Hello, I am working with 10x Genomics scRNA-seq data. I am using Seurat::CellCycleScoring()
to assign cell cycle stages to cells and
later batchelor::regressBatches()
to remove this unwanted source of variation.
My question is regarding output from regressBatches().
As documentation says, the output is "A SingleCellExperiment object containing the corrected assay.",
where corrected assay is object of class ResidualMatrix,
and "the residuals represent the expression values after correcting for the batch effect".
I am really not sure if I am using the ResidualMatrix properly in downstream analyses.
I have used this matrix to calculate dimreds, clustering and to find cluster markers.
Although I can see that some genes are relatively good markers (log2FC > 1, FDR < 0.1; Seurat::FindAllMarkers()
using Wilcox test),
the heatmap of such genes is not very convincing (see below - top 15 upregulated genes from each cluster).
For example, the first gene (IGFBP5) has log2FC of 2.2 in the first cluster, but I can barely see a difference in the heatmap.
I am not sure if this is just caused by improper color gradient, but you can see that are negative values in the ResidualMatrix.

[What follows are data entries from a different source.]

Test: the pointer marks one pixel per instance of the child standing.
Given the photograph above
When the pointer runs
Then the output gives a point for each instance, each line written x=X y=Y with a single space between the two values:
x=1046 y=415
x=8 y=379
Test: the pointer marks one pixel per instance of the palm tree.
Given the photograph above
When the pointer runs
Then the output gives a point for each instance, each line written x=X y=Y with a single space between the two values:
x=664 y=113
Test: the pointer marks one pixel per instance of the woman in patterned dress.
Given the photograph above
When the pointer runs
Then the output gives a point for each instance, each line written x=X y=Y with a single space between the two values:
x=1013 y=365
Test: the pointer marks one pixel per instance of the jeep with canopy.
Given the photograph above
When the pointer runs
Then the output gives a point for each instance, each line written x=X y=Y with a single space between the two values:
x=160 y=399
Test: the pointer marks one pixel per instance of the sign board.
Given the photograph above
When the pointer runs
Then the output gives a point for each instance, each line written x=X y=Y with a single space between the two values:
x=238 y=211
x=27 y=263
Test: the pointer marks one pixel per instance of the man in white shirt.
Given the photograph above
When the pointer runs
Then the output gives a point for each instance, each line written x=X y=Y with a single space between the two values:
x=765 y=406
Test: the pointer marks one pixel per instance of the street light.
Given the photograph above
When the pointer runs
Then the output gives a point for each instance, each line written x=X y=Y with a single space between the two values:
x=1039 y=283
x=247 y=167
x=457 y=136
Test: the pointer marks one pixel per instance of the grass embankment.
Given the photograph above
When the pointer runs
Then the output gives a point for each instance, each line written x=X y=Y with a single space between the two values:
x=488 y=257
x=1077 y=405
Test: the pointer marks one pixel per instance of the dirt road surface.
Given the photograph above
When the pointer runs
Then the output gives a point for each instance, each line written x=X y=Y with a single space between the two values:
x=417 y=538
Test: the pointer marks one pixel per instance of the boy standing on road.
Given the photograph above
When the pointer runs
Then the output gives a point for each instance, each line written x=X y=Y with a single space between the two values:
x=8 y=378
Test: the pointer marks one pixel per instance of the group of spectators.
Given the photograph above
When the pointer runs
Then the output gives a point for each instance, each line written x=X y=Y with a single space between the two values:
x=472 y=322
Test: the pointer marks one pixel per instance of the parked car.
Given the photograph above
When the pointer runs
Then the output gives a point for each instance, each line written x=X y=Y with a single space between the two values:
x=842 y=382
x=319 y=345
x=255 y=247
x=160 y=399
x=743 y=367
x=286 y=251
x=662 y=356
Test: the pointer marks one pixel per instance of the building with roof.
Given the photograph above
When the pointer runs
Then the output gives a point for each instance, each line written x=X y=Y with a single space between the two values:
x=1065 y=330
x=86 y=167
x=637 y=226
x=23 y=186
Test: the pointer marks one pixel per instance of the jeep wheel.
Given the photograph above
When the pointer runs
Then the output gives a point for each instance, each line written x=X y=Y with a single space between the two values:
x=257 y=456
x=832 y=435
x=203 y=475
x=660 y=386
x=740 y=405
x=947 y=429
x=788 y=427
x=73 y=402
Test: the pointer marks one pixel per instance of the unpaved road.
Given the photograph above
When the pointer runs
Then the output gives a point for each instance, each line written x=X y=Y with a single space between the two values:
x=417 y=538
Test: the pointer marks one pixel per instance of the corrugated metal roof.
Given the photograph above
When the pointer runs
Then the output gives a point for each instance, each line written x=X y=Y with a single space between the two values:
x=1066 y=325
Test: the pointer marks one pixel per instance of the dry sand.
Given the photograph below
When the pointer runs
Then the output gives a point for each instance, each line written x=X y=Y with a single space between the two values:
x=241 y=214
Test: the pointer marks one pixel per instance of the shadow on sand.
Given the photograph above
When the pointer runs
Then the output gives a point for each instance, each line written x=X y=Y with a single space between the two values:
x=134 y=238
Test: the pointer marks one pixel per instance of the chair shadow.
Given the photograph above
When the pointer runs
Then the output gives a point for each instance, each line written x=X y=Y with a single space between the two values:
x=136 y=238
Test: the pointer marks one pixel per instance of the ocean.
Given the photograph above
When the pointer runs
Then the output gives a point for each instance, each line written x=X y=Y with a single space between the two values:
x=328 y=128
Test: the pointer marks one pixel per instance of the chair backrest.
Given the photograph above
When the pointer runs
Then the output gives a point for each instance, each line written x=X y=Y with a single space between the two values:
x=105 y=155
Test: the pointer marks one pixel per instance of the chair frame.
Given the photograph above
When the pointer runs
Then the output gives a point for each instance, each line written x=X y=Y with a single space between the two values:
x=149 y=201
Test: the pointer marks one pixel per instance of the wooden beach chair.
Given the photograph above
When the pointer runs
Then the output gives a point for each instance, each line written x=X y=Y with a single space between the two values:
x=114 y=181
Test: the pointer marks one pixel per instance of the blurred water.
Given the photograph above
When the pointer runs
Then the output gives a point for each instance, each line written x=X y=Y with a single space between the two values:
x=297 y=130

TLDR: Can I use ResidualMatrix obtained from
regressBatches()
in the same way as e.g. corrected UMI matrix obtained from Seurat::SCTransform()

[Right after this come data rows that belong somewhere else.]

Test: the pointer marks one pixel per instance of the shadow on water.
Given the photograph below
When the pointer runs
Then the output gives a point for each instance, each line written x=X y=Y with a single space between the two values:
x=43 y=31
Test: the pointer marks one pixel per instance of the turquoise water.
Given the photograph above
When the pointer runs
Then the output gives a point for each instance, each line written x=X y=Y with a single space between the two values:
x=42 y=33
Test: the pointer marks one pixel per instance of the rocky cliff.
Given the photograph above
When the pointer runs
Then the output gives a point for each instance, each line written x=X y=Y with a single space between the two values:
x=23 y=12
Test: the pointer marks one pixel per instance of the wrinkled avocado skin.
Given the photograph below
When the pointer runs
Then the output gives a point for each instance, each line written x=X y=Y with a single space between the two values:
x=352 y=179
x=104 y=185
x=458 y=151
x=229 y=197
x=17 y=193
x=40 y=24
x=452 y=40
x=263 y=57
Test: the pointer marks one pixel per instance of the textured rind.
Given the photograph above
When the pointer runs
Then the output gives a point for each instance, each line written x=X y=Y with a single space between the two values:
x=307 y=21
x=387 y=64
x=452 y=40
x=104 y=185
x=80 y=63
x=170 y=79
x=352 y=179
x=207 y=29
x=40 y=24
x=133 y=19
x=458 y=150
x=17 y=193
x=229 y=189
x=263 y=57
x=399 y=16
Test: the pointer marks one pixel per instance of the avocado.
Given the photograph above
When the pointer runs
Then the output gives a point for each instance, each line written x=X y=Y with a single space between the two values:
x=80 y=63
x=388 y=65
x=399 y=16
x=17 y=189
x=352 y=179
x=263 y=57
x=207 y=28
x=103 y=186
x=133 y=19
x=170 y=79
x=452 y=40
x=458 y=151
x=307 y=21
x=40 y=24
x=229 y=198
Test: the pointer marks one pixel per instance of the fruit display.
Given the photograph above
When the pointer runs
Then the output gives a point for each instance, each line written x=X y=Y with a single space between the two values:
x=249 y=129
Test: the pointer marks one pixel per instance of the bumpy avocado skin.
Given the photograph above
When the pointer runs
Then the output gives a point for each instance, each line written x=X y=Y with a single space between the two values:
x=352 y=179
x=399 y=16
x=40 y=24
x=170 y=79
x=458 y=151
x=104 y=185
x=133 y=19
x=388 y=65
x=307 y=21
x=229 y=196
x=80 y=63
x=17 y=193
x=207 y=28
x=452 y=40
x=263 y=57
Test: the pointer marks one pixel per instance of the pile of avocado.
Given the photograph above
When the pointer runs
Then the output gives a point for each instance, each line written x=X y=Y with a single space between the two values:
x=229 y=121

(both used to remove cell cycle effect)?
Thanks in advance for reply!
Many thanks Aaron! Especially your comment about "the dangers of regression in single-cell applications" was quite useful for me, as I was not fully aware of potential troubles. After further reading of this chapter in OSCA and this and this question, I am more convinced that in my case, regression was not the ideal tool for dealing with cell cycle effects.
I will try to use the "CC driver genes removal strategy" described here (or alternatively in a comment of the second question above).